I recently learned that pigeons, thanks to their high intelligence, can recognize themselves in the mirror. That upon looking at their reflection, they have a sense of self-awareness. That they are one of the few species with this rare, incredible ability.

This seemingly interesting piece of information- an innocent "fun fact" I read in a shabby, outdated magazine, however, sent me into a fit of fury. The sudden, unexpected realization that these birds that I had deemed inferior all my life, the same ones I pitied for being abandoned after years of domestication, the ones I made a habit of feeding- out of compassion but mostly guilt, possessed an ability I don't.

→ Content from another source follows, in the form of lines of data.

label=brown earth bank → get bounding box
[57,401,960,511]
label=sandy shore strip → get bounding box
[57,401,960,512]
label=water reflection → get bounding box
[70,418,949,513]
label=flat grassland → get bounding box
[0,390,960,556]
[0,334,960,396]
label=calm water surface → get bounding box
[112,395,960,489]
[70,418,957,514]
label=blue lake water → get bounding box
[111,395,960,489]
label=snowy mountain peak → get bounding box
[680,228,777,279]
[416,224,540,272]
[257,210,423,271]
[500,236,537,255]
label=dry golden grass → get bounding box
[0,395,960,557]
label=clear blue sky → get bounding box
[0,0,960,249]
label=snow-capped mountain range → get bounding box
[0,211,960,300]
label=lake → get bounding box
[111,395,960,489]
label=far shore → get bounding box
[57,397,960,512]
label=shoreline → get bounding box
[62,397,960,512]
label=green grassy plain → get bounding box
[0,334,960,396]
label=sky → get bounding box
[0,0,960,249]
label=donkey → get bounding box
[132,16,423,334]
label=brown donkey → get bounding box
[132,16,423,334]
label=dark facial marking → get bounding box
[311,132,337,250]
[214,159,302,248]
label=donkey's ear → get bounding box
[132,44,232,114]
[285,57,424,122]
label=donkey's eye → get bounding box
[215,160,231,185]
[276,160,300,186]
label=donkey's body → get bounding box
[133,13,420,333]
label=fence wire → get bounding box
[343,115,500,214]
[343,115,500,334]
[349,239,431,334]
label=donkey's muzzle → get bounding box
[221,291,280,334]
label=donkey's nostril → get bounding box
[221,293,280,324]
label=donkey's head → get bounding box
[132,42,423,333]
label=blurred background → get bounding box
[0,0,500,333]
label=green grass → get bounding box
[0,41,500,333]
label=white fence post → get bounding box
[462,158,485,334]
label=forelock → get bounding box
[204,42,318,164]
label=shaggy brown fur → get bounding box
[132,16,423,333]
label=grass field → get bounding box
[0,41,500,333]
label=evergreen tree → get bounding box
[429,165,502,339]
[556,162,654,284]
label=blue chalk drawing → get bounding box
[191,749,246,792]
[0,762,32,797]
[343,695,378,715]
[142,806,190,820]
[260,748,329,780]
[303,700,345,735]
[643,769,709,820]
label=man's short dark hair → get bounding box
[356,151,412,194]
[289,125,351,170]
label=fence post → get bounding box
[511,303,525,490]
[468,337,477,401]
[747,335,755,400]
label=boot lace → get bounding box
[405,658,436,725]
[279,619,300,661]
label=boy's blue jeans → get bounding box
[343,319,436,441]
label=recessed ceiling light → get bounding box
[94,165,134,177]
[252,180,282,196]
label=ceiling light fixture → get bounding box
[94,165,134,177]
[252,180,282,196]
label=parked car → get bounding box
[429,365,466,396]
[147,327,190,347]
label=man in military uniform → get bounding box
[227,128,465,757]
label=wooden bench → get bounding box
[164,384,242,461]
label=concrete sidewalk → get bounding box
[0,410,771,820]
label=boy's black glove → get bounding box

All my life I have felt a disconnection between how I felt about myself and what I saw in the mirror. Even as I've approached the twilight of my twenties, I feel detached to my own reflection. The girl that stares back at me from the glass surface feels like a distant cousin - someone I've briefly met once in childhood and forgotten entirely about, someone I have no intention of keeping around, someone I have no solicitude for.

I stare incessantly for hours but I do not recognize her. And in rare occasions that I do, I do not love her.

I've discovered even more recently that the pigeons, too, look at their own reflection in bewilderment sometimes- for they recognize the figure in the mirror as their own kind, but not as themselves. They too sometimes question what they're looking at, wondering if it's a friend, or a foe that needs to be eliminated.

Upon this new revelation, when I now look at these birds - their bodies the color of settled dust and their necks iridescent and glowing, perched on my windowsills sheltering themselves from the rain, I feel like they are my conspecific. That although they don't know it, they understand my woe. That at the very core we are the same- our four-chambered heart thudding as we try to make sense of who it is that's peering at us from behind the shiny glass.

That although we fail to recognize ourselves, we recognize each other.

And when morning comes and I feed them yet another fistful of grains, I will look at them with kindness as will they, and momentarily, in the calm of the dawn, that will be enough.